Merry Christmas, Alex Cross
- First edition
- Author: James Patterson
- Language: English
- Series: Alex Cross series
- Genre: Crime, mystery, thriller
- Publisher: Little, Brown
- Publication date: November 12, 2012
- Publication place: United States
- Media type: Print (hardcover)
- Pages: 400 (hardcover)
- ISBN: 0-316-21068-4
- Preceded by: Kill Alex Cross
- Followed by: Alex Cross, Run

= Merry Christmas, Alex Cross =

2012 novel by James Patterson

Merry Christmas, Alex Cross is the 19th novel in the Alex Cross series. Detective Alex Cross is called out on Christmas Eve to deal with a hostage situation that has spiraled out of control.

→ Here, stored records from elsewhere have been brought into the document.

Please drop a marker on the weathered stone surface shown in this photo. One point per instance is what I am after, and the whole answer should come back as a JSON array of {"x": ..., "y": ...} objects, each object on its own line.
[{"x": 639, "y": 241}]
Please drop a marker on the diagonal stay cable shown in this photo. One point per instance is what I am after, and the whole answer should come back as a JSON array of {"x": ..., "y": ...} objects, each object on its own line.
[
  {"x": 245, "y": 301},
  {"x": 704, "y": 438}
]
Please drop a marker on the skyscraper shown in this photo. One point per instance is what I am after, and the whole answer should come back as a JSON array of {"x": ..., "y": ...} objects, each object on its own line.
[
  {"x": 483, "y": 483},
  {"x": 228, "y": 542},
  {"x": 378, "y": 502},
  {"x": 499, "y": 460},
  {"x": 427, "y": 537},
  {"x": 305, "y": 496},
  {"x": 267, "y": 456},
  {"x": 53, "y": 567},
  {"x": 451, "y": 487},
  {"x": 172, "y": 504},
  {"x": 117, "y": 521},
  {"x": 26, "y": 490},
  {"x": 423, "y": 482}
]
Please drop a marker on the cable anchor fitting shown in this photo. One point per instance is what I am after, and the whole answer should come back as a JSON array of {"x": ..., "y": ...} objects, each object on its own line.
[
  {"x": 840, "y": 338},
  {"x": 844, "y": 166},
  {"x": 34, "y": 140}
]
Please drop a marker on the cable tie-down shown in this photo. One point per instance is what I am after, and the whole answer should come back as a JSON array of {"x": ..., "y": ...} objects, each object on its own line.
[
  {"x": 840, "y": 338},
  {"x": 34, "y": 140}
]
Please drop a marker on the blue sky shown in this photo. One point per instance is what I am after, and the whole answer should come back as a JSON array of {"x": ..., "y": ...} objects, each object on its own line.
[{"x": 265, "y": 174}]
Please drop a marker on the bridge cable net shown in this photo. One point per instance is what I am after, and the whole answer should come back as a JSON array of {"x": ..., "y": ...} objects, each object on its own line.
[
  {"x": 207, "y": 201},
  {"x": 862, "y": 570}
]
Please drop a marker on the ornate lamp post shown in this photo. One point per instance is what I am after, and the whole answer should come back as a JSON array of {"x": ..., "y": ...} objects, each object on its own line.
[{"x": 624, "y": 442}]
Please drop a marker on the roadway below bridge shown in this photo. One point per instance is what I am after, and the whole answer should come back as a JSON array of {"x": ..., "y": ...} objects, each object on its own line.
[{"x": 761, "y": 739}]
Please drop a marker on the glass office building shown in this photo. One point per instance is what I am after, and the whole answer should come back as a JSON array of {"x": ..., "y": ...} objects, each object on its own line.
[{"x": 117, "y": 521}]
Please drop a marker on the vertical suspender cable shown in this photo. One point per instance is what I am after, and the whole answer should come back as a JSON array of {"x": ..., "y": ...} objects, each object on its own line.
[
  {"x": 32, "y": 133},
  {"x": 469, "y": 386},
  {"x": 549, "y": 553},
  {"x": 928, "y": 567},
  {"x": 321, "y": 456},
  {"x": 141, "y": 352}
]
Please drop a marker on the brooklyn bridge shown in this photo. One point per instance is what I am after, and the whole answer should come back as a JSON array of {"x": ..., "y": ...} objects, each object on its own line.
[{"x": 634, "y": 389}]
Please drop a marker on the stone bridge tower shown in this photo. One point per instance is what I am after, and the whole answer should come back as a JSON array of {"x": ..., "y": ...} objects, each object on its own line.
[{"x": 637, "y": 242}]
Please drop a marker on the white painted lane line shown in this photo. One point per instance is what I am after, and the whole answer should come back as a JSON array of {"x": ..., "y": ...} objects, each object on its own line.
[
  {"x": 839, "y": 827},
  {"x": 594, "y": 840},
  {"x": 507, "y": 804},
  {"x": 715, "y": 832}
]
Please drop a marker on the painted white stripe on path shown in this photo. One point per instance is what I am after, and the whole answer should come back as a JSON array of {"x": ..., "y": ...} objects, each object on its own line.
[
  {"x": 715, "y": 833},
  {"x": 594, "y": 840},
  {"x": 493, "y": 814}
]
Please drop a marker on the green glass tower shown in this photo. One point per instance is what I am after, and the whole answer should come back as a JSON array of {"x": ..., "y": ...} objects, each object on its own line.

Released on November 12, 2012, the novel was well-received by fans and critics alike. However, its commercial success was somewhat lukewarm in comparison to past installments, peaking at #2 and #3 on the New York Times and USA Today bestsellers lists, respectively.

==Summary==

It's Christmas Eve and Alex Cross has been called out to catch someone who is robbing his church's poor box. That mission behind him, Alex returns to celebrate with Nana, Bree, and his children. The tree decorating is barely underway before his phone rings – a horrific hostage situation is spiraling out of control. Away from his family on the most precious of days, he must call upon every ounce of training, creativity, and daring to save another family. Alex risks everything – and may not make it to the most sacred of days. Hala, from the previous novel, will return as the main antagonist.

==Sequels==
Merry Christmas, Alex Cross is followed by Alex Cross, Run and Cross My Heart. Alex Cross, Run was released on February 18, 2013 in hardcover, while the paperback edition was released on July 30, 2013. Cross My Heart was released in hardcover and audio on November 25, 2013.

==Release==
The book is the nineteenth novel of the series, and was released on November 12, 2012. However, in some countries, the book was released in late 2011. The book's first 18 chapters can be read at multiple websites, including Patterson's own website: JamesPatterson.com. The paperback edition of Merry Christmas is expected to be released in 2014.

==Additional notes==

The book is a direct sequel to Kill Alex Cross, with a similar plot – featuring Hala from the previous installment – but does feature new characters, new elements, and a few other story lines. Subsequently, the book was released to mixed to positive reviews. Many fans were critical of the previous installment but nevertheless, mostly all "loyal" fans read the new "one." The book's sequel, Alex Cross, Run was initially set for a September 2013 release date. However, near the end of 2012 – in December – the book was set for a new release date. Its new release of February 18, 2013 was confirmed by author James Patterson at his own official website. The new book's first two chapters can be read at the official website. The first 20 chapters may be released at Patterson's website as well.

==Critical reception==

The book has received mixed to positive reviews. Many have criticized its length – 101 pages in paperback. One review stated "Good book, but for no precise villain, it still has potential." The New York Times reviewer called it "one of the best Christmas books ever! It definitely makes up for its overarching-storyline prequel." James Astrect said, "I'm gonna confess, I hated Kill Alex Cross, but Merry Christmas was astonishing ... I could not stop reading."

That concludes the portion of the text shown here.